0

I have a set of services. Every service contains some components.

Some of them are stateless, some of them are stateful, some are synchronous, some are asynchronous.

I used different approaches to monitoring and alerting.

Log-based alerting and metrics gathering. New Relic based. Own bicycle.

Basically, atm I am looking for a way, how to generalize and aggregate important metrics for all services in single place. One of things, I want is that we monitor more products, than separate services.

As an end result I see it as a single dashboard with small amount of widgets, but looking at those widgets I would be able to say for sure, if services are usable to end-customer.

Probably someone can recommend me some approach/methodology. Or give a reference to some best practices.

Jevgeni Smirnov
  • 3,787
  • 5
  • 33
  • 50

2 Answers2

0

I like what you're trying to achieve! A service is not production-ready unless it's thoroughly monitored.

I believe what your're describing goes into the topics of health-checking and metrics.

... I would be able to say for sure, if services are usable to end-customer.

That however will require a little of both ;-) To ensure you're currently fulfilling your SLA, you have to make sure, that your services are all a) running and b) perform as requested. With both problems I suggest to look at the StatsD toolchain. Initially developed by Etsy, it has become the de-facto standard for gathering metrics.

To ensure all your services are running, we're relaying Kubernetes. It takes our description for what should run, be reachable from outside etc. and hosts that on our infrastructure. It also makes sure, that should things die - that they will be restarted. It helps with things like auto-scaling etc. as well! Awesome tooling and kudos to Google! The way it ensures that is with health-checks. There are multiple ways how you can ensure your service node booted by Kubernetes is alive and kicking (namely HTTP calls and CLI scripts but this should be a modular thing should you need anything else!) If Kubernetes detects unhealthy nodes it will immediately phase them out and start another node instead.

Now, making sure, all your services perform as expected you'll need to gather some metrics. For all of our services (and all individual endpoints), we gather a few metrics via StatsD like:

  • Requests/sec
  • number of errors returned (404, etc...)
  • Response times (Average, Median, Percentiles depending on the services SLA)
  • Payload size (Average)
  • sometimes the number of concurrent requests per endpoint, the number of instances currently running
  • general metrics like the hosts current CPU and memory usage and uptime.

We gather a lot more metrics but that's about the bottom line. Since StatsD has become more of a "protocol specification" than a concrete product there are a myriad of collector, front- and backends to choose from. They help you visualize your systems state and many of them feature alerts of something or some combination of metrics go beyond their thresholds.

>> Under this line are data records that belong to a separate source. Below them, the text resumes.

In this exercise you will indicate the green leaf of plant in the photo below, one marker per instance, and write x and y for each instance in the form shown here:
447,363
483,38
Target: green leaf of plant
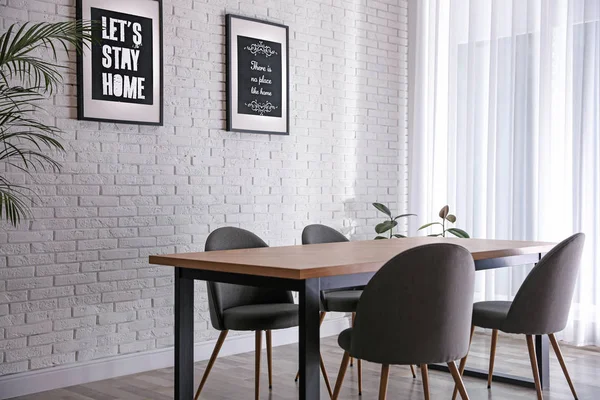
404,215
444,211
429,224
385,226
458,232
383,209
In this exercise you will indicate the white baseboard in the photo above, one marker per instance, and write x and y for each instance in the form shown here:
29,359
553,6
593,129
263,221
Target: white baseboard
76,374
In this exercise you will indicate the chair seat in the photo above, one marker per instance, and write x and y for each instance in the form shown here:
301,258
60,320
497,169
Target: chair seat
345,339
261,317
341,300
490,314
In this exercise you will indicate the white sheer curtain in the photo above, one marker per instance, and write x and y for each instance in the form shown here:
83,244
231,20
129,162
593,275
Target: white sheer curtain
504,124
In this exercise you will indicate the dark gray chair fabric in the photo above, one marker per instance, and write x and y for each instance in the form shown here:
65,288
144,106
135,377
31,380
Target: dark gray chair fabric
542,303
341,300
316,233
416,309
261,317
244,308
332,300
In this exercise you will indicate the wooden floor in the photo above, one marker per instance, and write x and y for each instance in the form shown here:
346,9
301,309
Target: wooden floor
233,377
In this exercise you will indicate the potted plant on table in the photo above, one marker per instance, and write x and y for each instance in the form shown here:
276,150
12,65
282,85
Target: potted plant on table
446,218
389,224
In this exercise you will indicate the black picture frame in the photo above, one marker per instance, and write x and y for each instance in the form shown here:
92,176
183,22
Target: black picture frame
105,110
255,29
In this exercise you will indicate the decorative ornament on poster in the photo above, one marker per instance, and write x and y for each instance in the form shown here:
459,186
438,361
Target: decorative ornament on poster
257,76
119,79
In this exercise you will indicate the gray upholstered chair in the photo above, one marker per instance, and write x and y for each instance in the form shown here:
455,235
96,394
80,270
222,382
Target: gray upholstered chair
345,300
415,310
245,308
541,306
333,300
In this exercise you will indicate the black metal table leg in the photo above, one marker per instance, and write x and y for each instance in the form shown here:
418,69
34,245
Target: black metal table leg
184,336
308,348
542,353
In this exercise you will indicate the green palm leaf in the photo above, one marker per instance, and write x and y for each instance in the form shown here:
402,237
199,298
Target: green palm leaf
19,51
458,233
26,143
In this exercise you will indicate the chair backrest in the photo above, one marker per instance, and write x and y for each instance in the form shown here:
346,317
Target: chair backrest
417,308
222,296
314,234
543,301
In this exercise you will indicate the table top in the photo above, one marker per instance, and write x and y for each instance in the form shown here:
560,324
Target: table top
331,259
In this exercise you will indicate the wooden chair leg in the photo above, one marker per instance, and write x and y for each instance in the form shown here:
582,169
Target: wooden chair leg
359,377
534,369
492,356
258,348
352,358
425,377
325,377
321,318
213,358
561,360
270,358
385,373
463,362
458,380
341,374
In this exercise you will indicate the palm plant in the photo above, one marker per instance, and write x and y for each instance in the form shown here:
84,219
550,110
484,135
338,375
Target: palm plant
30,73
446,217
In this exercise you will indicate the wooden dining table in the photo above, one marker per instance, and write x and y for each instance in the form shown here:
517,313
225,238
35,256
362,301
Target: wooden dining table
309,269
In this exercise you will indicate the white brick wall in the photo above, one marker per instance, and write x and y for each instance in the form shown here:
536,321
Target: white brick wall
75,284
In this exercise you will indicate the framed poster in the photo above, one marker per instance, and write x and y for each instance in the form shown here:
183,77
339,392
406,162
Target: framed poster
257,76
120,78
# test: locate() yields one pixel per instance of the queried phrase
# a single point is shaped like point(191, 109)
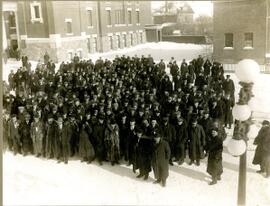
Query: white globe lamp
point(253, 131)
point(236, 147)
point(247, 70)
point(253, 103)
point(241, 112)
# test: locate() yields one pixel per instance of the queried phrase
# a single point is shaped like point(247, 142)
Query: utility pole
point(99, 27)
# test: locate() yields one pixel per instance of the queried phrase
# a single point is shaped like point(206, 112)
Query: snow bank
point(32, 181)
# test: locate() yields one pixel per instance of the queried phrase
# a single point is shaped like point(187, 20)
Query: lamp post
point(247, 72)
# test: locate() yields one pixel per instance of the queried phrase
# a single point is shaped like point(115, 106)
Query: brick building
point(241, 30)
point(63, 28)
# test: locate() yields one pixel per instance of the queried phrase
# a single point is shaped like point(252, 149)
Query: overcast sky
point(199, 7)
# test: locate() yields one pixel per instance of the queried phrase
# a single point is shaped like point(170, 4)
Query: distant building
point(182, 15)
point(241, 30)
point(63, 28)
point(185, 14)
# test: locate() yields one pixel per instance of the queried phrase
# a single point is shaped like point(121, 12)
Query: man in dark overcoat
point(143, 154)
point(169, 135)
point(98, 137)
point(215, 148)
point(50, 135)
point(25, 133)
point(228, 86)
point(160, 160)
point(181, 139)
point(259, 141)
point(15, 139)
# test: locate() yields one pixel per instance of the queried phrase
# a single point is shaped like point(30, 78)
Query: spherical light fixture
point(247, 70)
point(236, 147)
point(253, 104)
point(253, 131)
point(241, 112)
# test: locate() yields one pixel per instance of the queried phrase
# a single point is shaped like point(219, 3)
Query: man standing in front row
point(160, 160)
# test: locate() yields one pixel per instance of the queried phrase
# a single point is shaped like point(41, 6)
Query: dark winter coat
point(196, 137)
point(261, 148)
point(160, 160)
point(15, 138)
point(50, 135)
point(144, 149)
point(112, 143)
point(25, 133)
point(214, 164)
point(98, 136)
point(37, 135)
point(86, 149)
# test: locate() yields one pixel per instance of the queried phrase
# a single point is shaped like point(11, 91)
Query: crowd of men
point(128, 108)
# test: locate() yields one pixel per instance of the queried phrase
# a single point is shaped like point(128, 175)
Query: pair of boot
point(141, 175)
point(197, 162)
point(163, 182)
point(171, 163)
point(180, 162)
point(214, 180)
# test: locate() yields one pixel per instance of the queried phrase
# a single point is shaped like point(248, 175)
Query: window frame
point(69, 21)
point(129, 16)
point(138, 17)
point(89, 10)
point(246, 46)
point(225, 41)
point(109, 20)
point(34, 19)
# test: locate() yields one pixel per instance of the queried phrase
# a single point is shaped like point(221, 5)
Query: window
point(118, 41)
point(111, 42)
point(94, 44)
point(119, 18)
point(141, 37)
point(70, 56)
point(131, 40)
point(249, 40)
point(69, 26)
point(12, 20)
point(229, 40)
point(125, 40)
point(35, 9)
point(90, 17)
point(129, 17)
point(88, 45)
point(79, 52)
point(137, 17)
point(109, 18)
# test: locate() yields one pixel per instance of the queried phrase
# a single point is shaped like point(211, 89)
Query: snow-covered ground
point(32, 181)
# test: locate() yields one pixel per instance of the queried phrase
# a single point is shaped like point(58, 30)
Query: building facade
point(63, 28)
point(241, 30)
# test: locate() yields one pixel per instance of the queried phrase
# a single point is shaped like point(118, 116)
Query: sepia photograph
point(135, 103)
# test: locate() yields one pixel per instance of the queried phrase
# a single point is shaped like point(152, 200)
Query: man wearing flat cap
point(25, 133)
point(196, 138)
point(160, 159)
point(262, 152)
point(98, 138)
point(215, 148)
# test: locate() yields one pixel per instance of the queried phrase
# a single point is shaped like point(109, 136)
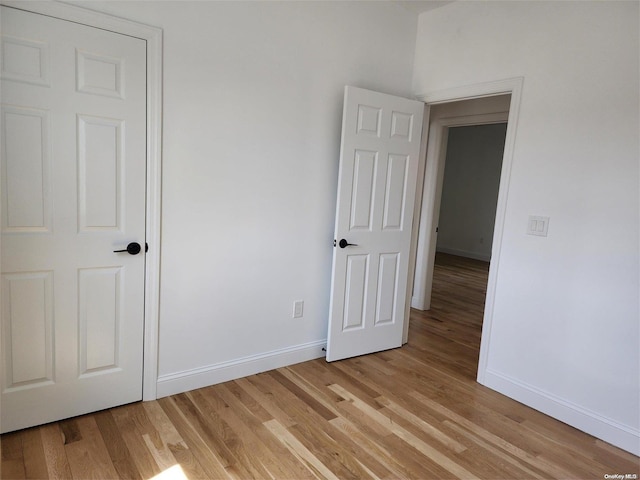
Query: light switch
point(538, 226)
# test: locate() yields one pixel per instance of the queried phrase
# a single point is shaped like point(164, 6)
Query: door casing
point(426, 202)
point(153, 38)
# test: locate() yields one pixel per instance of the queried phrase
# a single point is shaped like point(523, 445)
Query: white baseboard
point(610, 431)
point(465, 253)
point(222, 372)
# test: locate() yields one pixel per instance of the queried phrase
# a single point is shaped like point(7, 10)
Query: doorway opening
point(451, 116)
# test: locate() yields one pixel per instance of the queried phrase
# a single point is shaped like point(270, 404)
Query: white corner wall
point(564, 336)
point(252, 120)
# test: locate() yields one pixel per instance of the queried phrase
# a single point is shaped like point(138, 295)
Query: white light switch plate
point(538, 226)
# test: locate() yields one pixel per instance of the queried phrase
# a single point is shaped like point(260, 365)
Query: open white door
point(379, 160)
point(73, 191)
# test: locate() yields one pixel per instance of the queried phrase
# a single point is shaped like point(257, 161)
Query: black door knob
point(343, 243)
point(133, 248)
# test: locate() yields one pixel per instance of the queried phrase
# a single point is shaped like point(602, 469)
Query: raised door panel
point(25, 170)
point(27, 302)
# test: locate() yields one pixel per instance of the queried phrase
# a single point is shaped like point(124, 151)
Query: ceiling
point(419, 6)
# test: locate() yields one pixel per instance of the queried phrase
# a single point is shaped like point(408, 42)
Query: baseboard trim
point(465, 253)
point(222, 372)
point(590, 422)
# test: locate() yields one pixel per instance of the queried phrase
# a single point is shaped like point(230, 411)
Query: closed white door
point(379, 159)
point(73, 191)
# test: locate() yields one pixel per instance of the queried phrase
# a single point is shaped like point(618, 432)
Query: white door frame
point(153, 38)
point(512, 86)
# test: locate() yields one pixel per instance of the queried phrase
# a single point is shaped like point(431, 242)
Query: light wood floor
point(414, 412)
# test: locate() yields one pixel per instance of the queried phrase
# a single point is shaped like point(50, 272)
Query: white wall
point(564, 335)
point(252, 117)
point(470, 190)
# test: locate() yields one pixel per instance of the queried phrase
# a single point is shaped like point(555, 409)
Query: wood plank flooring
point(415, 412)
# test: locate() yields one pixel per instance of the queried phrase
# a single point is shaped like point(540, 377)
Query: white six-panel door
point(379, 159)
point(72, 191)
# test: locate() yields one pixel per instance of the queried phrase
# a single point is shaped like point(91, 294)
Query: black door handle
point(343, 243)
point(133, 248)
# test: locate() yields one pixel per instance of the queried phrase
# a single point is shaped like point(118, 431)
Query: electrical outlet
point(538, 226)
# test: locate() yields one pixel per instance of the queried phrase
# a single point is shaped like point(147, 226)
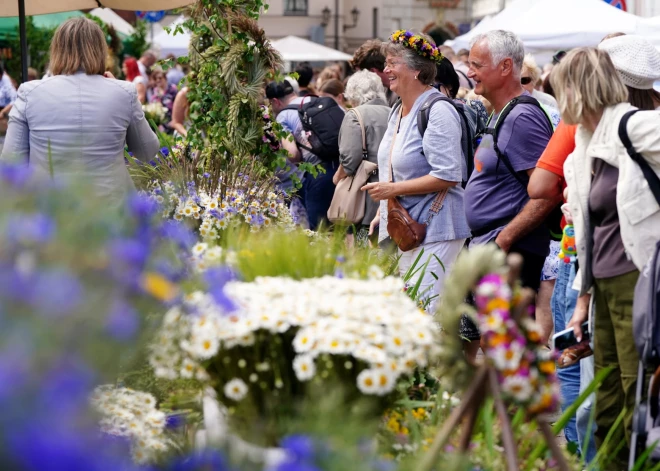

Let me know, if this was helpfull!

enzian
  • 733
  • 5
  • 13
0

There's at least 3 types of things you will need to monitor: the host where the service is deployed, the component itself and the SLAs and some of them depend on the software stack you're using as well as the architecture.

With that said, you could for example use Nagios to monitor the hardware where the services are deployed, Splunk for the services metrics/SLAs as well as for any errors that might occur. You can also use SNMP packages in case something goes wrong and you have a more sophisticated support structure, this would be yours triggers. Without knowing how your infrastructure/services are set up it is complicated to go into deeper details.

MeTitus
  • 3,390
  • 2
  • 25
  • 49